Tabi yazın habercileri etrafa yayılan mis gibi mangal kokuları da bu mevsimin güzelliklerinden ancak burada mangalın üzerinde olması muhtemel etin ne eti olduğunu düşününce burnuma gelen koku bile beni rahatsız ediyor. Elbette mangalda sadece et olmaz ya patlıcan, biber, domates vs… Konuyu nihayet yemeğe bağladım, yoksa söz börtü, böcek, çiçek, ot diye uzar gider…

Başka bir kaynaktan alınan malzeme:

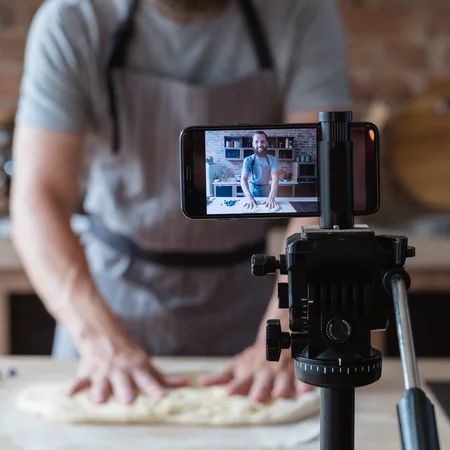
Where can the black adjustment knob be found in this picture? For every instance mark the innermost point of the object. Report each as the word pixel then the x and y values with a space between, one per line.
pixel 283 295
pixel 338 330
pixel 263 264
pixel 400 244
pixel 275 340
pixel 283 265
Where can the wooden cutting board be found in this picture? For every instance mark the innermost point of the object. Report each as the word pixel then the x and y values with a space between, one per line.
pixel 20 431
pixel 376 425
pixel 420 150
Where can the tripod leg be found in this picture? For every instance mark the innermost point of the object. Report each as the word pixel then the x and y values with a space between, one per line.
pixel 404 333
pixel 337 419
pixel 415 411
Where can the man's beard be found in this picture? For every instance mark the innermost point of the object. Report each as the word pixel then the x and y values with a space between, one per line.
pixel 192 6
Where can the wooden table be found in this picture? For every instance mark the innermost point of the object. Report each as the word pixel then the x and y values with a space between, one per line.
pixel 376 425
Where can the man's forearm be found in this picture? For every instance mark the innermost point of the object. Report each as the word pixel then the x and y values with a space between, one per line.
pixel 57 268
pixel 245 188
pixel 273 312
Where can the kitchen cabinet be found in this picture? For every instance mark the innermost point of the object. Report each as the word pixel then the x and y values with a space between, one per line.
pixel 224 190
pixel 234 189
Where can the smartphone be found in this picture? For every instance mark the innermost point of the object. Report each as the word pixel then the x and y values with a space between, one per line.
pixel 220 167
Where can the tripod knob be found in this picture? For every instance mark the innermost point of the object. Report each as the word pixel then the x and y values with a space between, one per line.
pixel 263 264
pixel 275 340
pixel 283 295
pixel 338 330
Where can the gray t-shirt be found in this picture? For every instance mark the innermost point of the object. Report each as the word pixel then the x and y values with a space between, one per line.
pixel 64 72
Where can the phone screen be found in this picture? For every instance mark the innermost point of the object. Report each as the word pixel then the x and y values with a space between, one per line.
pixel 269 171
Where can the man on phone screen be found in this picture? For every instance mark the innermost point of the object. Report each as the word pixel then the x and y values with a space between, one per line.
pixel 258 171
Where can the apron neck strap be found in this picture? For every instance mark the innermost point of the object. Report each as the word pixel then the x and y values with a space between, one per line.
pixel 257 34
pixel 123 35
pixel 120 42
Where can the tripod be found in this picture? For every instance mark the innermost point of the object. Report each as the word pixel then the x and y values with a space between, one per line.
pixel 343 281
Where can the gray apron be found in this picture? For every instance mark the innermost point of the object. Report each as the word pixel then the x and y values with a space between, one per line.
pixel 182 287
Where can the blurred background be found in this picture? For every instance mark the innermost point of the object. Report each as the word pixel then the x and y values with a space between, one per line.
pixel 399 55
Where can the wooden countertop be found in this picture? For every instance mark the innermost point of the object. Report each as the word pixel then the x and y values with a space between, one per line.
pixel 376 423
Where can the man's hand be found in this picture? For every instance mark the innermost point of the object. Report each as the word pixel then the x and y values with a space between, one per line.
pixel 270 203
pixel 119 368
pixel 250 203
pixel 249 373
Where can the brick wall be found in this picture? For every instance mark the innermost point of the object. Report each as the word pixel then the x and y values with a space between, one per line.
pixel 397 47
pixel 304 143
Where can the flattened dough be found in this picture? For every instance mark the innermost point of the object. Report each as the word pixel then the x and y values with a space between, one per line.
pixel 186 406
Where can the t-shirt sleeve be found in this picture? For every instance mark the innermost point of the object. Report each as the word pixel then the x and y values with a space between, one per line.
pixel 318 74
pixel 54 86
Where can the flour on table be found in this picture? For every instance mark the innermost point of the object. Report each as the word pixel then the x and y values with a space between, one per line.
pixel 190 405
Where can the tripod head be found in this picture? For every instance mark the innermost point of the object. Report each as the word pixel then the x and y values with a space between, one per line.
pixel 341 281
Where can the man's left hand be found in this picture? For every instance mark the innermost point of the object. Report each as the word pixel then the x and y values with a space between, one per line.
pixel 270 203
pixel 249 373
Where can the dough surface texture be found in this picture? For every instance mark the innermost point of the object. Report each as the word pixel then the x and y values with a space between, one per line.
pixel 191 405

Antep de alinazik sadece yoğurtlu olmaz bir de domatesli alinazik vardır. Benimki de domatesli alinaziğin etsiz  uygulaması gibi birşey. Yani uyduruk söğürme…

Malzemeler:

  • 4 tane közlemelik patlıcan
  • 2 tane domates
  • 2 tane sivri biber
  • 1 baş ince kıyılmış kuru soğan
  • Yağ
  • Tuz, pul biber ve karabiber
  • Yanında bir sürahi soğuk ayran

Yapılışı:

  • Patlıcan, domates ve biberleri közleyin.
  • Közlenen malzemenin kabuklarını soyup doğrayın.
  • Soğanı yağda yumuşayana kadar kavurun ve pul biberini atıp közlenmiş sebzeyi ilave edin.
  • Malzeme bütünleyene kadar 5-6 dakika kavurup tuz ve karabiberini atıp servis yapın.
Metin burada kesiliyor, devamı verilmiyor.